Many of the victims of the Clever-hotels.com collapse had found the firm through the price-comparison site, Trivago. "We don't take any money from consumers," insists the firm, but it gets paid for each lead. Suppose a search on Trivago led you to Clever-hotels.com; you might imagine that the latter had deals with individual hotels, enabling it to offer the "best possible price" that it promised prior to checking out of the commercial world. Nothing of the sort: it sourced the rooms through various wholesalers, such as Hotelbeds.com. These intermediaries take a cut, of course. By the time the Chancellor (in the case of UK bookings) has helped himself to 20 per cent VAT, precious little remains for the hotelier.

The principle of bulk-buying – where the more you order, the lower the price – works well for baked beans. But for hotels, particularly individual, family-run properties, the extent of margins that are extracted before the guest reaches the reception desk are alarming.

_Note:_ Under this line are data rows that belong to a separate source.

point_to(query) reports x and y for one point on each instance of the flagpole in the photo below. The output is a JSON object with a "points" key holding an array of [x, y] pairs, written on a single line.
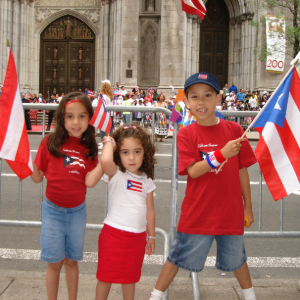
{"points": [[260, 112]]}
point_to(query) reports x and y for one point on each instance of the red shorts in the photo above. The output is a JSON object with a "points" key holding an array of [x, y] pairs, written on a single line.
{"points": [[120, 255]]}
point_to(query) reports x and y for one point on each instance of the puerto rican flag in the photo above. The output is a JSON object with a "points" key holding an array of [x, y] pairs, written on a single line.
{"points": [[134, 186], [89, 93], [14, 144], [101, 118], [194, 7], [278, 149]]}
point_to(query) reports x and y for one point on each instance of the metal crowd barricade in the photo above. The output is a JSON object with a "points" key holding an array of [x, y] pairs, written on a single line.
{"points": [[168, 237]]}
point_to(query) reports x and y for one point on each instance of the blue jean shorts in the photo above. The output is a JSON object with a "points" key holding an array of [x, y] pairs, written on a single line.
{"points": [[189, 251], [63, 231]]}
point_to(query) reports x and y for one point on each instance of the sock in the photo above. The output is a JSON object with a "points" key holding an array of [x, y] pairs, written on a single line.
{"points": [[156, 295], [249, 294]]}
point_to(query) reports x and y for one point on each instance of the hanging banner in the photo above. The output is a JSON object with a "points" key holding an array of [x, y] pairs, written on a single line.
{"points": [[275, 33]]}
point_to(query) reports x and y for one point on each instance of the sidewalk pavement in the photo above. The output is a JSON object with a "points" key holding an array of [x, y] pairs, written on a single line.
{"points": [[25, 285]]}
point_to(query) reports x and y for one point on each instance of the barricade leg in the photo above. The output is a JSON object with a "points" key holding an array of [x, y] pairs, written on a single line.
{"points": [[195, 285]]}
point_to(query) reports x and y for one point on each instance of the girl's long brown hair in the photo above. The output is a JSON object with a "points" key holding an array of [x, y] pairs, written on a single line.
{"points": [[60, 135], [149, 150]]}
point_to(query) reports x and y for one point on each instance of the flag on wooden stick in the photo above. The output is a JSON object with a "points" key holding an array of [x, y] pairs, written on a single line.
{"points": [[194, 7], [14, 144], [101, 118]]}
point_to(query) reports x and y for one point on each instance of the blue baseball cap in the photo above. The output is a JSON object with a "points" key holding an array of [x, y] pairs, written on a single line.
{"points": [[206, 78]]}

I use search engines to get an idea of price levels, but I always then contact the hotel direct to see what it is offering; with the exception of one property (in Norwich, oddly), the quote has never been more than the many sites promising "the lowest prices" and has often proved less.

Worldwide webs

Many of our top travel companies are foreign, and we benefit from the most competitive travel industry in the world partly because of the UK's openness to overseas enterprises. Kuoni, the long-haul specialist, is Swiss – as are the owners of Monarch. BA's holding company is based in Madrid. And UK travellers have access to a web of worldwide offerings. But before you buy online through a company found via a price-comparison site, find out where it is based. Then form a judgement about the value the firm adds.

Clever-hotels.com was located in Hamburg, which does convince me of its expertise in helping UK guests find British hotels. While there is no suggestion that any other provider is in financial trouble, I won't consult Prestigia.com until I next visit the fine city of Casablanca, where it is based. And I shall leave Olotels.com slumbering undisturbed in its home city, Hong Kong.